O concurso de segunda época para médicos recém-especialistas falhou no preenchimento de mais de 60% das vagas em Medicina Geral e Familiar, agravando o défice histórico que deixa dezenas de milhares sem médico atribuído, com a região de Lisboa a ser a mais penalizada

O sistema nacional de saúde viu-se novamente confrontado com uma falha estrutural de recrutamento. Das 142 vagas abertas na segunda fase do concurso para especialistas em Medicina Geral e Familiar (MGF), apenas 50 foram ocupadas, uma taxa de insucesso que ronda os 65%. Os números, fornecidos pela Administração Central do Sistema de Saúde (ACSS) e a que a Lusa teve acesso, ilustram uma dificuldade persistente em atrair médicos para a especialidade que constitui a base dos cuidados primários. A situação assume contornos dramáticos na região de Lisboa e Vale do Tejo, onde, de 84 lugares disponíveis, apenas 24 foram preenchidos, ficando mais de 70% por cobrir.
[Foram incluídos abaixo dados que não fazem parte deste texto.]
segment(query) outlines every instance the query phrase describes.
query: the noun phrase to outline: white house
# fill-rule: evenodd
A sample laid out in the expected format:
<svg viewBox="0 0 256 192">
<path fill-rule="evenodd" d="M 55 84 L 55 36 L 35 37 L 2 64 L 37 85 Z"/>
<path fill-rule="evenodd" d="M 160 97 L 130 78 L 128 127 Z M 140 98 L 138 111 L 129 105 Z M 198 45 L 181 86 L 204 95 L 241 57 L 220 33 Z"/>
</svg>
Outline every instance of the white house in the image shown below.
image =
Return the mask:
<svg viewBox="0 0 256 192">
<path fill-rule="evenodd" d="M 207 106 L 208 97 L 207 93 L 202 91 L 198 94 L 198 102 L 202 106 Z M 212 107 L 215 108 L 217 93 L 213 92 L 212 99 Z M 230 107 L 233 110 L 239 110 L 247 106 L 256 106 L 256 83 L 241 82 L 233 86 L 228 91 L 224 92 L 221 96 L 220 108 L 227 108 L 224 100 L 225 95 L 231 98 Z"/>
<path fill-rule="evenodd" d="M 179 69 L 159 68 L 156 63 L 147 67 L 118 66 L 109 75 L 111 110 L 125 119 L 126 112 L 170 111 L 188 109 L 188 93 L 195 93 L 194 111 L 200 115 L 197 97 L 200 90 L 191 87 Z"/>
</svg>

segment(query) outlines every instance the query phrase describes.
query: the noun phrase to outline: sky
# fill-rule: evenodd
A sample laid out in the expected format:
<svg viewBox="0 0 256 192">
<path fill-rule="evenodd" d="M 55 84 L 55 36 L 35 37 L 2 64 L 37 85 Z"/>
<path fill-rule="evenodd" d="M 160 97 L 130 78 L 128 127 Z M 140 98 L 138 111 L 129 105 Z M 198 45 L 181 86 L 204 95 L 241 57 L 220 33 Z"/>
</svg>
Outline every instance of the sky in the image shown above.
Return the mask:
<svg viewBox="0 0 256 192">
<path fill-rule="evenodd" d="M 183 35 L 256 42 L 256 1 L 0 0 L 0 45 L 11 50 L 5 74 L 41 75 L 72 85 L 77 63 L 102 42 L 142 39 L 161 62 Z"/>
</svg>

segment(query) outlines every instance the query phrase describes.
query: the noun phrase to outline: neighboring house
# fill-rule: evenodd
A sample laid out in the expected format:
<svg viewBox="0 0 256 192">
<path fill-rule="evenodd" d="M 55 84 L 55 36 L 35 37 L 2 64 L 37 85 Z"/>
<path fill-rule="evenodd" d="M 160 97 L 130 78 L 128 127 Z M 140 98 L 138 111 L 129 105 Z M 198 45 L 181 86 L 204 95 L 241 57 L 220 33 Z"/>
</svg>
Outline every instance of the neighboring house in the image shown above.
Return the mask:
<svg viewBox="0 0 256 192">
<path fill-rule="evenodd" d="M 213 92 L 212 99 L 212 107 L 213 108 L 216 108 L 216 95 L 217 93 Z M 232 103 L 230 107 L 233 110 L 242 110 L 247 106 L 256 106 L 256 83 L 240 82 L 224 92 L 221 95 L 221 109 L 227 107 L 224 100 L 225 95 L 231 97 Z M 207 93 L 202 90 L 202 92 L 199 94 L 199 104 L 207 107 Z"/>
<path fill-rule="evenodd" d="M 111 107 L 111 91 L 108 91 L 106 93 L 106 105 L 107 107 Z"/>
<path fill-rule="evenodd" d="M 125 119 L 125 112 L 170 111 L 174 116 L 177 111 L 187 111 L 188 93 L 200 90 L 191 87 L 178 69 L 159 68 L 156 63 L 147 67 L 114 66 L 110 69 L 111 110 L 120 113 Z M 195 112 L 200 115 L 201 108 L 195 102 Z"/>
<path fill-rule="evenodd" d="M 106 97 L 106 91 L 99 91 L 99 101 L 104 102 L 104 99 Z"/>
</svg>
Cada um destes profissionais teria, em teoria, a seu cargo uma lista média de 1.550 utentes, o que significa que este insucesso deixa pelo menos 77.500 pessoas, destas mais de 37 mil na zona de Lisboa, sem a hipótese imediata de obter um médico de família. A notícia não é totalmente negativa noutras geografias. A região Norte, por exemplo, viu 15 das suas 18 vagas serem ocupadas, e a ULS da Amadora Sintra conseguiu preencher nove das suas 12 vagas. Mas os dados globais são desoladores: no Centro, oito ocupações em 29 vagas; no Alentejo, duas em oito; no Algarve, uma em três. Em comparação com o ano de 2024, a segunda fase deste ano revela uma quebra acentuada, já que no ano passado tinham sido ocupadas 63 vagas em MGF, de um total de 225 disponíveis. Já na especialidade de Saúde Pública o cenário foi francamente positivo, com 15 das 17 vagas a serem preenchidas, ficando apenas duas por ocupar, uma na ULS da Guarda e outra na ULS do Alto Alentejo. No balanço global de 2025, somando as duas fases de concurso, foram ocupadas 281 vagas em MGF, um número que permitirá, na prática, atribuir médico a cerca de 435.550 utentes. Contudo, o ritmo de colocação continua aquém das necessidades prementes sentidas nos centros de saúde, que acumulam listas de utentes sem médico designado há anos, num problema que se arrasta e que este concurso veio, mais uma vez, confirmar.